Review by Lydia McDermott

by Maurice Manning


Harcourt Books
15 East 26th Street, 15th Floor
New York, NY 10010
ISBN-13: 9780151013104
112 pp., $23.00, 2007

Into the fragmented irony of 2007 cracks the voice of a field hand addressing his God, his "Boss," in Maurice Manning's latest volume of poetry, Bucolics. For those who have read his previous collections, Lawrence Booth's Book of Visions and A Companion for Owls, the subject will not seem foreign. The form, however, will be surprising.
What startles in the form is its consistency. In Manning's previous collections, afadavits, lists, maps, letters, and hand-drawn symbols pepper the tight lyrics. In this newest collection, however, every poem is written in the same form: a relatively short yet repetitive lyric with no punctuation and no capitalization other than that of the name "Boss." None of the poems carries a title. The lack of punctuation and the double spacing isolate each word and line from the next, cushioning them in white space, forcing the reader to slow down and puzzle out the syntax. At first glance, Bucolics does not look like a book by Manning at all.
But Manning's distinct voice permeates the collection.

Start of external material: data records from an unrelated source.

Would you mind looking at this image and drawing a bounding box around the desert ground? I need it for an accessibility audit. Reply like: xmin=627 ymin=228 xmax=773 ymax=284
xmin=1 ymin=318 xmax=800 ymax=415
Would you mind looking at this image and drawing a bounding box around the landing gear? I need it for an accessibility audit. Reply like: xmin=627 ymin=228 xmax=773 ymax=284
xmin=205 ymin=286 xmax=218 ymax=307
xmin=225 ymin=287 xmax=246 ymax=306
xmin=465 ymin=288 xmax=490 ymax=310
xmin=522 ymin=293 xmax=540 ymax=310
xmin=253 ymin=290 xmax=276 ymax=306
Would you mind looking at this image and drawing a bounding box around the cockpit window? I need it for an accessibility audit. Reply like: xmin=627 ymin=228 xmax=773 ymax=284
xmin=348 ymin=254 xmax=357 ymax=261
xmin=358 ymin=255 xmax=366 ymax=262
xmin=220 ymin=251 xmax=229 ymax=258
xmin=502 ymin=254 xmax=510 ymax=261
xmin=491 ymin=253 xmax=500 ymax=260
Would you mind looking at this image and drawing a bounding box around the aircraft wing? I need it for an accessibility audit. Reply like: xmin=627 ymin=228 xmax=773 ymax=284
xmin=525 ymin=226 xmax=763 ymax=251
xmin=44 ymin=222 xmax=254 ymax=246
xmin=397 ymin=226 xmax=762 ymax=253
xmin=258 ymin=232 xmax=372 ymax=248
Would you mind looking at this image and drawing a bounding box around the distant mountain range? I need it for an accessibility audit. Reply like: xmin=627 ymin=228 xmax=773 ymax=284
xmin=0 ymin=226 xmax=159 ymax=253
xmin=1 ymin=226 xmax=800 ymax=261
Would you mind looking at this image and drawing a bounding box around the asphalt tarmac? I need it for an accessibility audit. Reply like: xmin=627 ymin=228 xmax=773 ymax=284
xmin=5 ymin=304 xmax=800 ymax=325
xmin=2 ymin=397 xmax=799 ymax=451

As in A Companion for Owls, where the majority of the poems are written from the perspective of Daniel Boone, Manning creates a persona who spends his time pondering nature, humanity, and a higher power called "Boss." Though the speaker addresses the Boss in poems that are like prayers, he has a "rustic" vocabulary and an often irreverent tone.
This character is closest to the cosmos when he contemplates the nature around him and the work he performs with his hands. Manning captures a sense of pure wonder in this voice. In XXVI, the field hand considers the Boss's work:

              you sow the sticky stuff that sticks

              the honey to the yellow belly

              of the bee but then O green-thumbed Boss

              you save a seed for me...

The reader is forced to examine the minute details of a bee's work. This slow reverie in nature at work captivates and pulls the reader through phrases and sentences run together in a building wonderment. Yet the language, like the objects it portrays, is beautiful in its simplicity.
The narrator often talks to Boss in colloquialisms, asking whether he gets "tickled" and calling him names such as "rounder," "birdbrain," "blowhard," and "fancy-pants." He addresses Boss unabashedly. LV begins "do you put your trousers on one leg / at a time like me or do you just snap / your fingers Boss you fancy-pants" and ends "...I've had it up to here / O Boss I've had enough of you." Yet, a little later, in LXXVI, the narrator rambles on in a litany of thanks, ending:

               . . . thank you for

               two hands to make a cup

               to hold the leaf Boss thank you

               for the red bug riding on the leaf
The speaker is relentlessly faithful, and his earlier irreverence reflects a personal connection more than it does blasphemy. Through his narrator, Manning "spins a yarn," winding the simple and the cosmically complex into one tight ball.